1. An in-vitro method for diagnosis and/or prognosis of disease in a formalin-fixed paraffin-embedded (FFPE) tissue sample obtained from a mammalian subject comprising

(i) Determining the level of a first biomarker using matrix-assisted laser desorption/ionization (MALDI)-imaging in the sample;

(ii) Performing a histochemical staining of the sample including digitalization;

(iii) Determining the ratio of the levels of a second biomarker and a reference marker using fluorescence in situ-hybridization (FISH);

wherein the same tissue sample is used in steps (i) to (iii),

wherein the level of the first biomarker is analyzed in regions of the sample, which are suspicious for the disease as found by staining of step (ii), and wherein a deviation of the level of the first biomarker, and a deviation of the ratio of the second biomarker and the reference marker in comparison to a tissue sample of a healthy subject is indicative for the presence of the disease.

2. The in-vitro method of claim 1, wherein the sample is deparaffinized prior to step (i).

3. The in-vitro method of any one of claim 1 or 23, wherein the sample has been coated with a MALDI matrix prior to step (i) preferably after deparaffinization, wherein the MALDI matrix comprises 9-aminoacridine hydrochloride monohydrate.

4. The in-vitro method of any one of claims 1-3, wherein the sample has been coated with chemical substances for derivatization prior to step (i) preferably after deparaffinization.

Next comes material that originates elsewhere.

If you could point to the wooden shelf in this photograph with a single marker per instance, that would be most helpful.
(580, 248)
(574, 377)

5. The in-vitro method of any one of claims 1-4, wherein the sample has been scanned to acquire tissue images for co-registration, and/or image analysis purposes prior to step (i).

6. The in-vitro method of any one of claims 3-5, wherein the MALDI matrix is removed after step (i), preferably by washing with 70% ethanol.

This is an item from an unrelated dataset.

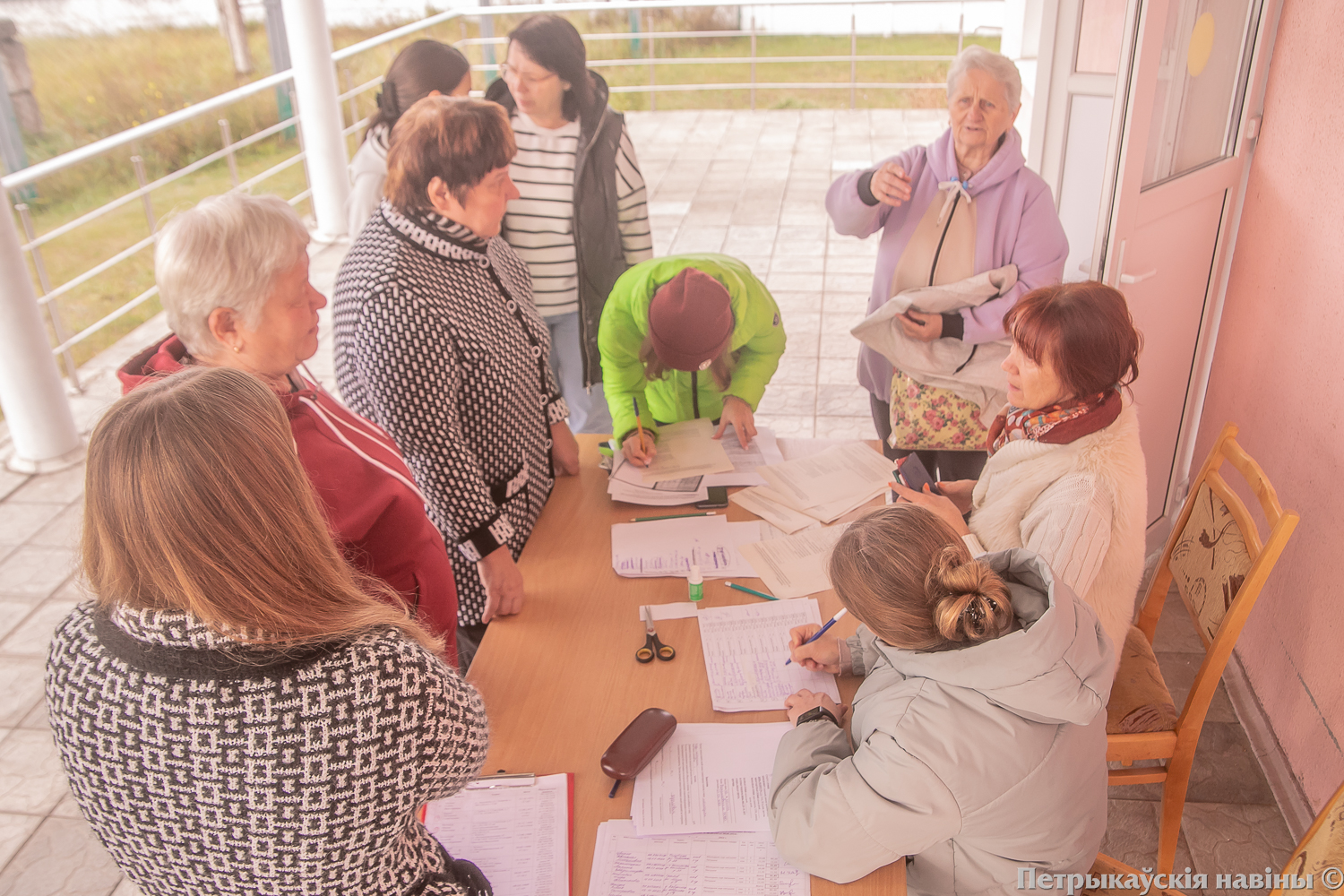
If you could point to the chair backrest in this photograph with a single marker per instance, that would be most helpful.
(1322, 848)
(1218, 562)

7. The in-vitro method of any one of claims 1-6, wherein the sample is washed after step (ii).

8. The in-vitro method of any one of claims 1-7, wherein the in-vitro method further comprises the determination of the level of at least one additional biomarker, preferably the in-vitro method further comprises the determination of the level(s) of 1, 2, 3, 4, 5, 6, 7, 8, 9, 10 or more than 10 additional biomarkers in step (i).

9. The in-vitro method of any one of claims 1-8, wherein the disease is cancer and the first and/or the second biomarker is a tumor marker.

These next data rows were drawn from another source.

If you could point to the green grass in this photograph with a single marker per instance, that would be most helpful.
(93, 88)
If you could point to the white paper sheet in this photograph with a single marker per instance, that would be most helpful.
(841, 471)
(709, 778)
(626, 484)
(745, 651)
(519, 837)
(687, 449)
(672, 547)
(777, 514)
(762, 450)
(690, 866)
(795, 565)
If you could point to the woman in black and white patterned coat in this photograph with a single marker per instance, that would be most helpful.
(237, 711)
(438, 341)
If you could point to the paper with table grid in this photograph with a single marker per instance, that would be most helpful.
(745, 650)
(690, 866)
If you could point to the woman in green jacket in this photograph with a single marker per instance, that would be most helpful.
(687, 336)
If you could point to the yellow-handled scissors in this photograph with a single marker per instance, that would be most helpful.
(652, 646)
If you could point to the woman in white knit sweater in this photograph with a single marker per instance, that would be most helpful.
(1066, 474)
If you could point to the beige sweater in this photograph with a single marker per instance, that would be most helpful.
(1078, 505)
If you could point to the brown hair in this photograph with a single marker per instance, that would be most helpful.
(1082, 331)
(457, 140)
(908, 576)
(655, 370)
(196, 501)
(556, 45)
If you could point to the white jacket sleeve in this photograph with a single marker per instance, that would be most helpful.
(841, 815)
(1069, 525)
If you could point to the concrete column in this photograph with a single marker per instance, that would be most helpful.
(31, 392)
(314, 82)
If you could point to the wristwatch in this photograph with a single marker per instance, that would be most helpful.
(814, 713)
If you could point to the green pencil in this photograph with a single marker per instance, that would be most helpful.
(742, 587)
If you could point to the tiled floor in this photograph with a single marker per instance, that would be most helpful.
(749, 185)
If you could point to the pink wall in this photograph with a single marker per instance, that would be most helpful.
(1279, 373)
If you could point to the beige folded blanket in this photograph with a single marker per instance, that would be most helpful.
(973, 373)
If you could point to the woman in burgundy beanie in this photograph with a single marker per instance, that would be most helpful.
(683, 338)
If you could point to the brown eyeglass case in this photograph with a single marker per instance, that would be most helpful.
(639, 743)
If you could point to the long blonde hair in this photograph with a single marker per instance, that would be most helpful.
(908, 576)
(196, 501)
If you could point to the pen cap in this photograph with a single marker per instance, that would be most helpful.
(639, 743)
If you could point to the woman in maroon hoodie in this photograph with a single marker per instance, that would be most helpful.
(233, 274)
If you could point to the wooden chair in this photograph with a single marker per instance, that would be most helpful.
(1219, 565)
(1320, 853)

10. The in-vitro method of claim 9, wherein the first biomarker is adenosine monophosphate (AMP), wherein an increased AMP level is indicative for a diagnosis of cancer.

11. The in-vitro method of claim 9 or 10, wherein the second marker is HER2/neu (locus 17q11.2-q12) and the reference marker is the a satellite DNA sequence at the centromeric region of chromosome 17 (CEP17; locus 17p11.1-q11.1) and wherein a ratio of Her2/neu to CEP17 is indicative for a diagnosis of cancer.

12. The in-vitro method of any one of claims 1-11, wherein the first biomarker is adenosine monophosphate (AMP), the staining in step (ii) is hematoxylin and eosin stain (H&E stain), the second biomarker is HER2/neu and the reference marker is CEP17 and wherein an increase of the ratio of AMP to the ratio of HER2/neu and CEP17 is indicative for the presence of a cancer or a tumor precursor lesion.

13. The in-vitro method of any one of claims 1-12, wherein the disease is breast cancer, Barrett's cancer or gastroesophageal adenocarcinoma.

14. The in-vitro method of any one of claims 1-8, wherein the disease is a degenerative or inflammatory disease.